Infusing artificial intelligence (AI) and machine learning (ML) into data and applications at the edge has the potential to transform operations at Federal civilian agencies and in national defense. But edge environments can be challenging to manage and come with their own set of security risks.
MeriTalk recently sat down with Cornelia Davis, technology fellow and vice president of product at Spectro Cloud; Tommy Scherer, principal architect at Spectro Cloud Government; and Pragyansmita Nayak, chief data scientist at Hitachi Vantara Federal, to discuss accelerating edge innovation and securely managing edge computing environments.
MeriTalk: More than nine in 10 Federal leaders say that edge solutions are very or extremely important to meeting their agency’s mission needs.

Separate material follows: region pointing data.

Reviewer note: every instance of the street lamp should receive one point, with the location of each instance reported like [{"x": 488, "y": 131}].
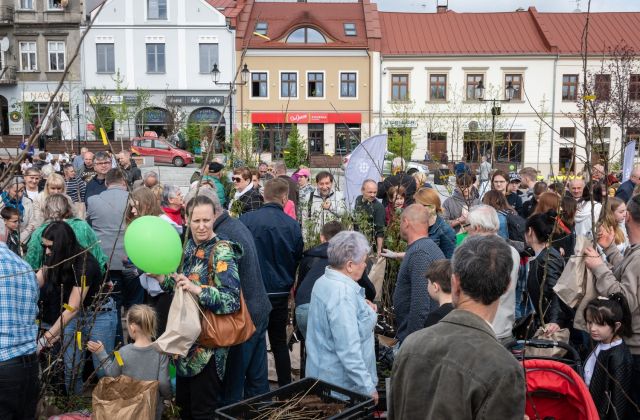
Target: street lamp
[
  {"x": 244, "y": 77},
  {"x": 495, "y": 110}
]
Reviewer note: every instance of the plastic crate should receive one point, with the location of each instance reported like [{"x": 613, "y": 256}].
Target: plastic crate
[{"x": 357, "y": 406}]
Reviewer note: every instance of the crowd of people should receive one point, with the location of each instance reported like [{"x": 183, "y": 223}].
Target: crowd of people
[{"x": 477, "y": 268}]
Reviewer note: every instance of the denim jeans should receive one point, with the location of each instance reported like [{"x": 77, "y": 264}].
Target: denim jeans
[
  {"x": 19, "y": 388},
  {"x": 103, "y": 329},
  {"x": 278, "y": 319},
  {"x": 247, "y": 373},
  {"x": 302, "y": 317}
]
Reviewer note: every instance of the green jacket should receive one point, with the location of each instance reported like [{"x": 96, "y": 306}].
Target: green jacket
[{"x": 85, "y": 235}]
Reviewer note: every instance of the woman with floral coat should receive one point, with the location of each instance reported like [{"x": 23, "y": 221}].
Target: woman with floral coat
[{"x": 199, "y": 375}]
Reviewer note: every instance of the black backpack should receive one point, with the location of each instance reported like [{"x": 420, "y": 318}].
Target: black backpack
[{"x": 516, "y": 226}]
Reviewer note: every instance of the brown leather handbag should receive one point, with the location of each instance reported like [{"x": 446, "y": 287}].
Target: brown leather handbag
[{"x": 225, "y": 330}]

What are the key challenges that Federal agencies face as they deploy and manage edge environments at scale?
Davis: I see four key challenges: bespoke environments, scale, sporadic connectivity, and security. Bespoke environments require a lot of manual labor and customization. The solution there is Kubernetes, which has become the operating system in any environment. It helps mitigate the software-related challenges of managing and scaling edge applications and application delivery.

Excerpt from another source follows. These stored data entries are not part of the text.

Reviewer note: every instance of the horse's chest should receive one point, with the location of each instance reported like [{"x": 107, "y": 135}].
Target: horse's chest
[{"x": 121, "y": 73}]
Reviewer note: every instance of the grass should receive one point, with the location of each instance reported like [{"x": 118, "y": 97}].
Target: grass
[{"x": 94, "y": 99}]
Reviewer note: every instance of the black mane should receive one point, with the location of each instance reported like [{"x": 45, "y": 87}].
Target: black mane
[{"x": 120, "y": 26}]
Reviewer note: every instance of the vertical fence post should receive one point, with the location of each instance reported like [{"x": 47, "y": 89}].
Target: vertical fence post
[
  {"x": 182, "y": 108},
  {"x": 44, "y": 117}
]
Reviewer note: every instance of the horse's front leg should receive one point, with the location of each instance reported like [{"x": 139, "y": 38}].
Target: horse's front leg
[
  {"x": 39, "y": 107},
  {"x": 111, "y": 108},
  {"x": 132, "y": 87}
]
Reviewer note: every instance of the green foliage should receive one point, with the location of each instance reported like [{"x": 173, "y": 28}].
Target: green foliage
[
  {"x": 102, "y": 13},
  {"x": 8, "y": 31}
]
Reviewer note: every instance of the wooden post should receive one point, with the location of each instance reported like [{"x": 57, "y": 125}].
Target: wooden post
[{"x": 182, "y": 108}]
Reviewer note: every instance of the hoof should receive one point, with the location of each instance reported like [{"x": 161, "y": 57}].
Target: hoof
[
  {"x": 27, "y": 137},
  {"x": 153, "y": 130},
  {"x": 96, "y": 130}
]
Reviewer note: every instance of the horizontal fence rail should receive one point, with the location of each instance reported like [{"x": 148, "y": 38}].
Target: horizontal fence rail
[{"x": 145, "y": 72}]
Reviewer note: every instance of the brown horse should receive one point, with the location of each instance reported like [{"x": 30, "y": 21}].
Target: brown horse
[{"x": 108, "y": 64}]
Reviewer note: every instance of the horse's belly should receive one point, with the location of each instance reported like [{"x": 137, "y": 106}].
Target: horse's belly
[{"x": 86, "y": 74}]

As for scale, the government might be managing hundreds, thousands, or tens of thousands of environments. The answer there is automation and centralized management. And sporadic connectivity – military applications are often in areas with no internet connectivity, but they still need to work. Application management is centralized, but control must be distributed. And lastly, devices are in the field, perhaps in hostile territory. They need to be secure.
Nayak: The key challenge, as Cornelia rightfully pointed out, is the distributed nature of working and the decentralized infrastructure. Data is generated in different formats, on different types of devices, and even on different versions of the device. You’re getting your computation and your data closer to where it is needed, but data lineage and data provenance become increasingly difficult. Connectivity is another data-centric challenge. In the future, if you want to tap into the data created at the edge, it needs to come back to the cloud. Lack of reliable communications is a hindrance.
MeriTalk: Gartner predicts that by 2027, deep learning will be included in more than 65 percent of edge use cases. How is AI impacting use cases for Federal civilian agencies and the military?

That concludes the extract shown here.